The one delicate, refreshing feeling I sit up for every morning is the daybreak’s mild streaming via the barred window in the back of my jail cell as I open my eyes to endure one other day in confinement. However even such refreshment quickly fades right into a discouraging feeling of melancholy, reminding me, “Edwin, you continue to have 10 extra years left to serve.”
If I have been to die at the moment, it’s painfully apparent nobody would bear in mind me apart from my household. Nobody would pay me any thoughts. Not the politicians and judges who’ve the facility to grant me reprieve. Not the hashish dispensaries who vaguely characterize these “left behind” (the hashish prisoners who’re nonetheless imprisoned for a product they’re now benefiting from). Not the musicians and celebrities pitching gross sales at hashish occasions.

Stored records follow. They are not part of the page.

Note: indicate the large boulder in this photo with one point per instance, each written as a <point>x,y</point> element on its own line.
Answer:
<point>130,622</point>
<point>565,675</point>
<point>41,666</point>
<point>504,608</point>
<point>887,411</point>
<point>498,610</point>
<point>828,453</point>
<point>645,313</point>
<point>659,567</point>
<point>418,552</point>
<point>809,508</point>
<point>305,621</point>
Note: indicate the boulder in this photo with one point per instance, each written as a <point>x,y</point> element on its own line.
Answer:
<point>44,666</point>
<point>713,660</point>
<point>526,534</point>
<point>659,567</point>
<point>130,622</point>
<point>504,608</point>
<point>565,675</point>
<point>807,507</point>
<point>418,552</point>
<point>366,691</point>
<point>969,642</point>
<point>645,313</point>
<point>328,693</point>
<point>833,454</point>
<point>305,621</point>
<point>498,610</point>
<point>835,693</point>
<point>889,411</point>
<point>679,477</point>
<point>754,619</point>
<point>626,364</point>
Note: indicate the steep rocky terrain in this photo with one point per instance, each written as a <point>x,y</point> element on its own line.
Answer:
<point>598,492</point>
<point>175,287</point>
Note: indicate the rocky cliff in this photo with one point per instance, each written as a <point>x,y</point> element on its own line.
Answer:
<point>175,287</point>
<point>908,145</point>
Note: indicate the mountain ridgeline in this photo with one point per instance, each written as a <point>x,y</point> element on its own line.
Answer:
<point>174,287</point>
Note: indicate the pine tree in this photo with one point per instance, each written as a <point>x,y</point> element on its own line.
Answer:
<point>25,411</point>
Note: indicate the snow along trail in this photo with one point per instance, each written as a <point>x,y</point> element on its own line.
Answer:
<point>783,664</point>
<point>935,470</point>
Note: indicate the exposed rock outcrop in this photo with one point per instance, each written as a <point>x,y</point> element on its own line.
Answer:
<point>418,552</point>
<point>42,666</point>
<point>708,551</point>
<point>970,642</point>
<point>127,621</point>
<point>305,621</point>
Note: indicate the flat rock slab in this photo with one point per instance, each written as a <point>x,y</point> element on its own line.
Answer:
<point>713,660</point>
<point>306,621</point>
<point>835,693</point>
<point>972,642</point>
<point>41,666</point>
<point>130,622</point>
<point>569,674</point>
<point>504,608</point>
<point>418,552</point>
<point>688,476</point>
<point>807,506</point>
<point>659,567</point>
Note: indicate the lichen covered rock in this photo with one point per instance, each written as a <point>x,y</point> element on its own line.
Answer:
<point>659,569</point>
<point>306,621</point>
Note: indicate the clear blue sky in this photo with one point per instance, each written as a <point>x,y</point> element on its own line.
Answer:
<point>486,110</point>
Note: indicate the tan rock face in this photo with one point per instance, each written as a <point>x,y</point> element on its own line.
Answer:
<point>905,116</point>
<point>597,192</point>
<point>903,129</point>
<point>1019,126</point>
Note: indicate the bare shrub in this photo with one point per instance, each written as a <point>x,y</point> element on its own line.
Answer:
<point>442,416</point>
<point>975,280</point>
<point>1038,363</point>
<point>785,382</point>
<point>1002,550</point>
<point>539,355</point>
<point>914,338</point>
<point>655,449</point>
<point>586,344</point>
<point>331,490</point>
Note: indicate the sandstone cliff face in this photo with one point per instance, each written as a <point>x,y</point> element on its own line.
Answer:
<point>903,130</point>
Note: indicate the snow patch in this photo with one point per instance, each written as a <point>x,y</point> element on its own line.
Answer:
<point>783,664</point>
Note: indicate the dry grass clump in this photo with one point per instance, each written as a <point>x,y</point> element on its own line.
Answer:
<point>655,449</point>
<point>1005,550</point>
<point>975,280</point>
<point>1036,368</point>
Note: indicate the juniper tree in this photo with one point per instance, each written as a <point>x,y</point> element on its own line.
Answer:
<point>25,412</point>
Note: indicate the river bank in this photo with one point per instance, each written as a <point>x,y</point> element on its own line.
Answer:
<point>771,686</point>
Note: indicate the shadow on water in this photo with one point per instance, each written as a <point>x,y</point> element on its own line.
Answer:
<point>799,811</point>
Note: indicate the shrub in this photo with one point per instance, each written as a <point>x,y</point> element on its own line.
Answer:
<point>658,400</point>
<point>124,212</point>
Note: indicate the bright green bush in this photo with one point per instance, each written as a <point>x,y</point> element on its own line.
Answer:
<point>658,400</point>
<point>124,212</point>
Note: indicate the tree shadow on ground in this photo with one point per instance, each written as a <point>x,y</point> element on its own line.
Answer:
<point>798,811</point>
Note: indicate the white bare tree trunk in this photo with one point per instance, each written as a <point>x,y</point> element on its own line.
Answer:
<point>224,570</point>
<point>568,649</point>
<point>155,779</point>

Not even the Waldos or the Grateful Lifeless.
It jogs my memory of a biblical passage from Psalm 142 I as soon as learn: “I search for somebody to return assist me, however nobody offers me a passing thought … nobody cares a little bit of what occurs to me. … All I can do is pray, ‘Lord, … hear my cry for I’m very low. … Convey me out of jail so I can thanks … for you deal with me kindly.’”

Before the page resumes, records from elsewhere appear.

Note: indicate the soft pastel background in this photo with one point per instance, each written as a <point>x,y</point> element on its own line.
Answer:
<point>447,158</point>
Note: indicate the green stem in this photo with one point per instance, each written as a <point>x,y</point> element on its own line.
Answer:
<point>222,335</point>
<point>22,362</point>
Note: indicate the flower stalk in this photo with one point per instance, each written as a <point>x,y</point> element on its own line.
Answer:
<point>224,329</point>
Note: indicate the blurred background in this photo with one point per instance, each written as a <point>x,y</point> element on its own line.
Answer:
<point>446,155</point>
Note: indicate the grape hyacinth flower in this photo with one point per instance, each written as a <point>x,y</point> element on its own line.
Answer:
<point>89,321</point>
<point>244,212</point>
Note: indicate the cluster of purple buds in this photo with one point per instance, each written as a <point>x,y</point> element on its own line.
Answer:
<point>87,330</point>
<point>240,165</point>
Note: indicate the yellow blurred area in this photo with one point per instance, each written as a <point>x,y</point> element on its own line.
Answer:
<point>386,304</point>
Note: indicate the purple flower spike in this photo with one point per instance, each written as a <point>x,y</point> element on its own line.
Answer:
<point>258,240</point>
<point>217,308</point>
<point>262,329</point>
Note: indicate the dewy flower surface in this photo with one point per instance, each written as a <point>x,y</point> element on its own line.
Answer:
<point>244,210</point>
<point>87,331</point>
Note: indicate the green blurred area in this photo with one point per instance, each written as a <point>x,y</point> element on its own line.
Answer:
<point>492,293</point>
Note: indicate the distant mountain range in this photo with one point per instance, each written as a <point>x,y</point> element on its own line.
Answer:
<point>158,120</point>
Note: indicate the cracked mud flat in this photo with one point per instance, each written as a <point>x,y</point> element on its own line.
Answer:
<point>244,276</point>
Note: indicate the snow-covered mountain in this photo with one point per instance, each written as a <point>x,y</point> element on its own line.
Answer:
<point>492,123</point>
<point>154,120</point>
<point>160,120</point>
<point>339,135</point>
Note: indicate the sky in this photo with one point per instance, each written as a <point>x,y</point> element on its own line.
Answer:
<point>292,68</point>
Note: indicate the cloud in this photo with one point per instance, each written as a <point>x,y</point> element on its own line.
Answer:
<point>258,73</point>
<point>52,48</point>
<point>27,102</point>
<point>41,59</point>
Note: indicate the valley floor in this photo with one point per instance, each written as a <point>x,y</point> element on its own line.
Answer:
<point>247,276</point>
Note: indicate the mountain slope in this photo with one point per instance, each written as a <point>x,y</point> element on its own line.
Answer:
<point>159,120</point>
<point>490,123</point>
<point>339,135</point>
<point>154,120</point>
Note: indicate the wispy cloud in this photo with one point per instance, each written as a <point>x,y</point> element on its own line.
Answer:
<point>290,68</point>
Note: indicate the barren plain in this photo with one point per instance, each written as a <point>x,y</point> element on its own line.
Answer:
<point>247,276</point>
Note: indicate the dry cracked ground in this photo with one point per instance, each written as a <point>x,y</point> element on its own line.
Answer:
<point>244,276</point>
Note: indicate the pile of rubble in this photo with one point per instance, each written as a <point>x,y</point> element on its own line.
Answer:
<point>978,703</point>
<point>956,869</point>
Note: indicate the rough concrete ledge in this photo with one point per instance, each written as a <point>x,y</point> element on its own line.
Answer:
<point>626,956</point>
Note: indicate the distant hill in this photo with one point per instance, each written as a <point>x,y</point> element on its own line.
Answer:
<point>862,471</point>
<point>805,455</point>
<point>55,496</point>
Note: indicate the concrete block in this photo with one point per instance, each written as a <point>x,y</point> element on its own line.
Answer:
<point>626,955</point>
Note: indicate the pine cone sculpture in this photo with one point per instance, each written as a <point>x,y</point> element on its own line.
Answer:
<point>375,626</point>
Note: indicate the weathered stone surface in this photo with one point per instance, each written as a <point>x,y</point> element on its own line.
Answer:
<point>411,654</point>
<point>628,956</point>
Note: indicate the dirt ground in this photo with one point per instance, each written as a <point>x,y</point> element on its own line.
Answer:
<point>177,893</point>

It additionally jogs my memory of some poetic traces I as soon as wrote:
I’m walled in and chained up — with out hope of escape
Branded with putrid savageness — numbered and not using a title
In my despair I stay silent — in my grief I stay damaged
Consolation has eluded me — freedom taken wing
I think about a life on reflection — a life splayed with love
a life stuffed with pleasure — a life stuffed with goal
A throe awakens me — my gullible thoughts has run its reel
My life solely a credulous phantasm — a fantasy a dream
A cesspool of opprobrium and rejection and failure
At this late stage of the sport, my bodily freedom appears farther than ever. As painful because it feels, I’ve to just accept the truth that I’m simply one other quantity misplaced within the stomach of the beast, an unredeemable monster within the eyes of my captors, too harmful to let loose. An invisible man, an unknown hero, who refused to surrender names of others within the unlawful hashish commerce; who bit the bullet for a product the USA celebrates at the moment.

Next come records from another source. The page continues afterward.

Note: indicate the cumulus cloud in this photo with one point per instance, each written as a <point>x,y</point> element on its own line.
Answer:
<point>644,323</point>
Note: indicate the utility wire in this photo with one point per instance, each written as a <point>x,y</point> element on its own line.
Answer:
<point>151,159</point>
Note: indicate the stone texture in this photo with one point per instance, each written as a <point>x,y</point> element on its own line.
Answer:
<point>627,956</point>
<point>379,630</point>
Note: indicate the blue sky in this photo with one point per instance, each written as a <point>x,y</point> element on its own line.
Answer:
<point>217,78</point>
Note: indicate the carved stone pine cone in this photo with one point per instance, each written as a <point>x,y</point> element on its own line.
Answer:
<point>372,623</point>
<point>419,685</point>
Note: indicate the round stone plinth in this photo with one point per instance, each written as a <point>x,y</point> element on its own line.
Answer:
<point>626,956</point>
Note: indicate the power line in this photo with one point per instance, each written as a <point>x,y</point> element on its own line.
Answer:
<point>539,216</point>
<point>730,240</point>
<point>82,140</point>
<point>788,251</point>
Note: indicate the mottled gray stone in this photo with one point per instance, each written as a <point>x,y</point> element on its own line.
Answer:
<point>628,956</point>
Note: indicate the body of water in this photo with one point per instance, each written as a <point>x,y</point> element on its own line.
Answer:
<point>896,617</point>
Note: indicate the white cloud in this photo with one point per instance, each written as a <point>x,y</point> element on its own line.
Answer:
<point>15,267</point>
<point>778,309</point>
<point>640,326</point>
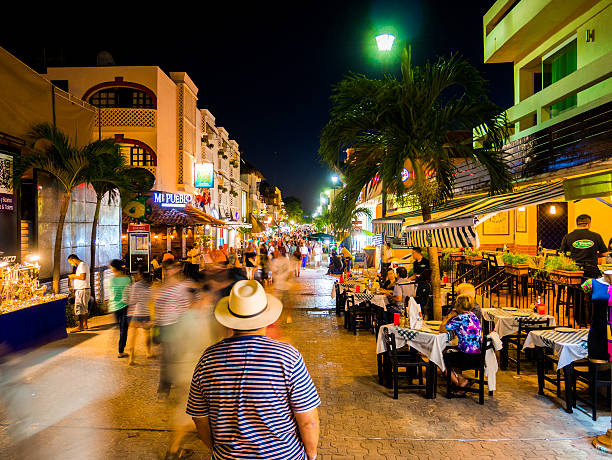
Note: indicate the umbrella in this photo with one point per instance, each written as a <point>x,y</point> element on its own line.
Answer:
<point>320,236</point>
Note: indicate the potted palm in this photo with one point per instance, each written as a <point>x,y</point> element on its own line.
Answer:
<point>564,270</point>
<point>516,264</point>
<point>473,256</point>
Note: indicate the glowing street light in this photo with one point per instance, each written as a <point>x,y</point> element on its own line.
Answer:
<point>385,42</point>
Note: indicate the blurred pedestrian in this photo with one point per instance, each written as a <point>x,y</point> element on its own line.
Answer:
<point>139,317</point>
<point>82,291</point>
<point>251,396</point>
<point>172,300</point>
<point>115,287</point>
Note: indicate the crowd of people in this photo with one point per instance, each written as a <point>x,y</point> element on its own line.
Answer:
<point>175,310</point>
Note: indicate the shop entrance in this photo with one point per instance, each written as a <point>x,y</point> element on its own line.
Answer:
<point>552,224</point>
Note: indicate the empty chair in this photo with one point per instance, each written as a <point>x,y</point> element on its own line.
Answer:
<point>412,364</point>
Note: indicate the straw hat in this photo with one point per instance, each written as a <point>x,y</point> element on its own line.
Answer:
<point>248,307</point>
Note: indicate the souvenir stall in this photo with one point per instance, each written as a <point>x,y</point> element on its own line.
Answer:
<point>29,316</point>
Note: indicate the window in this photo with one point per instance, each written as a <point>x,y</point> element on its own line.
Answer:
<point>140,157</point>
<point>556,66</point>
<point>122,97</point>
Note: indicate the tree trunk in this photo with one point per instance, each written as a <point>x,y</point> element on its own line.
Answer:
<point>94,234</point>
<point>57,250</point>
<point>432,252</point>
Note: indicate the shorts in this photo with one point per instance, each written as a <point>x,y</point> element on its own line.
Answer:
<point>81,301</point>
<point>140,319</point>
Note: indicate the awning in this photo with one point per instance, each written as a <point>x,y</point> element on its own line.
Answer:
<point>458,229</point>
<point>389,225</point>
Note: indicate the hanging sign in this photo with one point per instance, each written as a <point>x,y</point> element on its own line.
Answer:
<point>171,200</point>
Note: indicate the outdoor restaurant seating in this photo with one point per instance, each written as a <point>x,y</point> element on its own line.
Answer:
<point>412,363</point>
<point>596,374</point>
<point>526,325</point>
<point>360,317</point>
<point>478,380</point>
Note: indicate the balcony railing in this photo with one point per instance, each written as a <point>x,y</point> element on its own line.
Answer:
<point>124,117</point>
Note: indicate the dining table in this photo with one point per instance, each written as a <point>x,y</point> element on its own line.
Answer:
<point>569,345</point>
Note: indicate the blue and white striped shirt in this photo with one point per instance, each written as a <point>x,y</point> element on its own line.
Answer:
<point>249,387</point>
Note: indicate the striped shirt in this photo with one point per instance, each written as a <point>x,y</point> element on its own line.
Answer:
<point>250,387</point>
<point>138,297</point>
<point>171,302</point>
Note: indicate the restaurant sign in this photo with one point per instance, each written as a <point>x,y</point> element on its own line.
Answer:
<point>171,200</point>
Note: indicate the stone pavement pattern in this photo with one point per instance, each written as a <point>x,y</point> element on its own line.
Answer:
<point>74,399</point>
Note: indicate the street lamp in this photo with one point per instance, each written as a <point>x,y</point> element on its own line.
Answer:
<point>385,42</point>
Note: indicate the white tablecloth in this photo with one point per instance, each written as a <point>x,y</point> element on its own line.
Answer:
<point>568,346</point>
<point>506,322</point>
<point>430,344</point>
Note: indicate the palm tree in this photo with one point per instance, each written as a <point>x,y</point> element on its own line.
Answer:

And even when there’s a faint ember of hope omitted within the distance, for Households In opposition to Necessary Minimums, NORML [National Organization for the Reform of Marijuana Laws], hashish activists, jail reform organizations, and others to collectively discover new, modern methods to demand the discharge of these harmed by the “conflict on medicine” — and never via letters of request to the White Home and Congress the place they’ll meet the identical destiny of shredded disappointment in a bureaucratic maze as occurred to my poor Mother and household again in 2016, close to the conclusion of the Obama administration, once they mailed 1000 private letters to 150 state representatives and 100 senators pleading their assist for my clemency petition, solely to obtain three letters in reply, saying, “We are able to’t assist. Discover different methods.” — such hope would simply get crushed beneath the premise that it has usually been stated, “the wheels of justice grind slowly” … however on this state of affairs they appear to have turned glacial, frozen, unable to show.